Un joven va a pedirle al cura que rece por su perro recién fallecido para que vaya al cielo. El cura, molesto, le dice que los perros no tienen alma. El joven responde: "Vaya, pues entonces no le diré que le iba a dejar mil euros a la parroquia por la misa."
Un elefante y una hormiga llegan al Registro Civil para casarse. El paquidermo, tímido, le dice al juez: "Nos queremos casar." Y la hormiga lo interrumpe, ofendida: "¿Nos queremos? ¡Nos tenemos que casar, que ya sabes cómo estoy!"
Tres ratas están en un bar. La rata americana presume de saltar trampas y esquivar venenos con acrobacias imposibles. Le preguntan a la última, más pequeña, qué hace ella para sobrevivir: "Yo me como al gato."

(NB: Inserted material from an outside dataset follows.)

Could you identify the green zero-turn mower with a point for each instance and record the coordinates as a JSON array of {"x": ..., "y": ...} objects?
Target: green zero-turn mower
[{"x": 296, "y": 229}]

Un labriego va al veterinario: "Mi burro está muy alicaído y no se mueve." "Tome estos dos supositorios: el blanco seguramente le hará efecto, pero si hace falta, póngale el negro, que es más fuerte."
Un tipo entra en un bar con un pulpo y dice que su pulpo puede tocar cualquier instrumento musical. Todos se ríen, hasta que el pulpo coge una gaita y, tras un minuto sin sacarle sonido, alguien grita: "¡En cuanto averigüe dónde tiene que soplar, seguro que toca genial!"